What would be a convenient way to parse a corpus into the DM representation using an ERG-based parser? The ERG API does the job if I pass dm: sdp
, but it is not suitable for parsing a large corpus. I read that I can use $LOGONROOT/www
, but I’m encountering some errors running that. Before I open another thread to ask about those errors, I want to first make sure that this is indeed the easiest way to go.
In principle, it should be possible to parse a large corpus using ERG+ace and then export the resulting full structures to the DM format.
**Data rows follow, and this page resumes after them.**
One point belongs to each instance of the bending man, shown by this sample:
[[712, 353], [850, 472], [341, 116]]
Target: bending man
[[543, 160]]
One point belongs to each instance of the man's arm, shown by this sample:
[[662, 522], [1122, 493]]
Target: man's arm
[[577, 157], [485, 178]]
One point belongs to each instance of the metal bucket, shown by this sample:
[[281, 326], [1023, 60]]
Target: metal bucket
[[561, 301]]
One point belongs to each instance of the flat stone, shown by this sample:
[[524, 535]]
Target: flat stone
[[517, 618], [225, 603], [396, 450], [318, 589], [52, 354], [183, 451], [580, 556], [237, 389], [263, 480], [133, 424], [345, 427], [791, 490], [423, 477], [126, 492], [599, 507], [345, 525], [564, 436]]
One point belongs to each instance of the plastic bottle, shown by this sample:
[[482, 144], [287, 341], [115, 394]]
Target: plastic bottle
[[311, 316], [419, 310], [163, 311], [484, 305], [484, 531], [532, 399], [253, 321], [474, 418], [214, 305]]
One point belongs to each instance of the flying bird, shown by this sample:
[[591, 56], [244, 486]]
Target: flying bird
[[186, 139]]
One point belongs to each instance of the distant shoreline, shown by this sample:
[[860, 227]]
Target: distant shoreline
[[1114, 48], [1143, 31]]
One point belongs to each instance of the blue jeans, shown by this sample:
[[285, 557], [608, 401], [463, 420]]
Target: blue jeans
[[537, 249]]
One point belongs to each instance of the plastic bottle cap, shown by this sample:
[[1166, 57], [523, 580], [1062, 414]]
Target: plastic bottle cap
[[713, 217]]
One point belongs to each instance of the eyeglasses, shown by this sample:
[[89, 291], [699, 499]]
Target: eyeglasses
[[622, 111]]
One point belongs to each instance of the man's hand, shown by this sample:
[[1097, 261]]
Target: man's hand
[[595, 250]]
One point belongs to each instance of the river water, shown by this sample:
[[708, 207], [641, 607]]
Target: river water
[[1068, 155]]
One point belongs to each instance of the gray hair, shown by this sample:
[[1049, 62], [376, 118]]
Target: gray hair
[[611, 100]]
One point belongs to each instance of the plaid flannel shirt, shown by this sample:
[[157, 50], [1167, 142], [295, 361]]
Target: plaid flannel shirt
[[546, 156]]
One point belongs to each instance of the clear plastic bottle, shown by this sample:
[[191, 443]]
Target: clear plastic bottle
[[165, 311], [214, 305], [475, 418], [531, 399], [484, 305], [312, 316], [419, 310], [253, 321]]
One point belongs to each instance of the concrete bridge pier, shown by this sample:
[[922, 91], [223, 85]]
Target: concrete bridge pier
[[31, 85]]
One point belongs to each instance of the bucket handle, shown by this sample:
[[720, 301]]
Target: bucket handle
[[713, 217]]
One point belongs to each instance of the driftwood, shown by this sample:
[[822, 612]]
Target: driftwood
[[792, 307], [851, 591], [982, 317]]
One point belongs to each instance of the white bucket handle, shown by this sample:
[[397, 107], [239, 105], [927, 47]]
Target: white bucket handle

I think that would involve going through a couple of steps, though, and you probably want to store the parser output in [incr tsdb()] profiles. Using art might help with this. Here’s documentation on ace:
http://moin.delph-in.net/AceTop
Perhaps @sweaglesw can give us a pointer to info on art?
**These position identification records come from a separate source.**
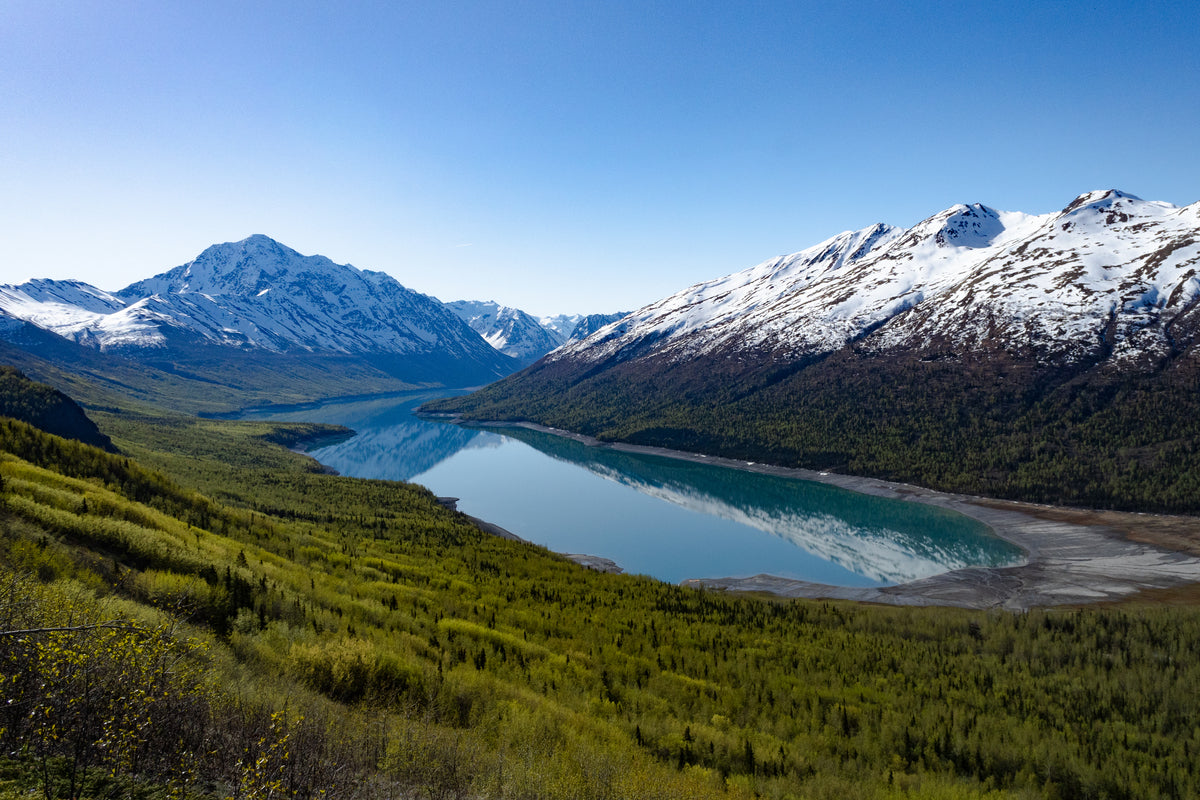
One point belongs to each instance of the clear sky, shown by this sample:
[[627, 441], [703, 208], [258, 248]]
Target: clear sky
[[565, 157]]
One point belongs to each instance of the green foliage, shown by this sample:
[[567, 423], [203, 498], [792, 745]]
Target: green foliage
[[997, 426], [316, 633], [46, 408]]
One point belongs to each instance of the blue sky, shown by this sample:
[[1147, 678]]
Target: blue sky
[[565, 157]]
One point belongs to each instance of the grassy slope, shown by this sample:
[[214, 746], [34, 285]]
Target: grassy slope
[[456, 663]]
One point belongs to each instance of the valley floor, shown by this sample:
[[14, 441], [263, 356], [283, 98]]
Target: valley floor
[[1073, 555]]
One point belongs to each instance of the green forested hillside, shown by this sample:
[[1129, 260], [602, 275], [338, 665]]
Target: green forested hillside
[[993, 426], [210, 614], [46, 408]]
I couldn’t quickly turn up documentation on exporting to DM. If no one on here has a good answer, you can try emailing developers@delph-in.net with that query.
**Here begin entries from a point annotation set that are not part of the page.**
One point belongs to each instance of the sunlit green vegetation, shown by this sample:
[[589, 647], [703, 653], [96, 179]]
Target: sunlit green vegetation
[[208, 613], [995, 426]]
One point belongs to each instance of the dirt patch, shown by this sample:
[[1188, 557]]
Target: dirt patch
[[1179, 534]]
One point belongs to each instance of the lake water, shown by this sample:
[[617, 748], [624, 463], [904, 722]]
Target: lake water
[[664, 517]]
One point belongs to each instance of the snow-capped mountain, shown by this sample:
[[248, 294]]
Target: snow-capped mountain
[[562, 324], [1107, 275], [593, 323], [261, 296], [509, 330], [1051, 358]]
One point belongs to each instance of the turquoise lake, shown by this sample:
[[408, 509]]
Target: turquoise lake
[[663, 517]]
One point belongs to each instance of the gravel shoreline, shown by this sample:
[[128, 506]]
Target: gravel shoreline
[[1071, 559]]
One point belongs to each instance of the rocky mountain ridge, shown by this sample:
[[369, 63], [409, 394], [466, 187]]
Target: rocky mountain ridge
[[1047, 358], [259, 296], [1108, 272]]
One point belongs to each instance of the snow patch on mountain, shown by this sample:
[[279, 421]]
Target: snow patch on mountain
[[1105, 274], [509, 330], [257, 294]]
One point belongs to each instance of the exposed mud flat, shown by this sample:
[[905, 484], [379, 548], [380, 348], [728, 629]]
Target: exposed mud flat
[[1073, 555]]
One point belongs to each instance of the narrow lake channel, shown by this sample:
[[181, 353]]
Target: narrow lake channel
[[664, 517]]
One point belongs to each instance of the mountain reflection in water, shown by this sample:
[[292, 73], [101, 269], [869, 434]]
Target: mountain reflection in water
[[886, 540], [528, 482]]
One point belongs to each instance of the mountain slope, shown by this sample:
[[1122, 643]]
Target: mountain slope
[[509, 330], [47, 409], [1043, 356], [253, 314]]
In http://moin.delph-in.net/WeScience there is an example of how to evoke the LOGON tool for converting between formats. I believe https://github.com/cfmrp/mtool provide has also support for conversion between formats.
To complete this question. I was wrong, the mtool does not provide conversion to DM, but in Convert to DM · Issue #122 · delph-in/pydelphin · GitHub we have discussed that issue with pointers provided by Stephan.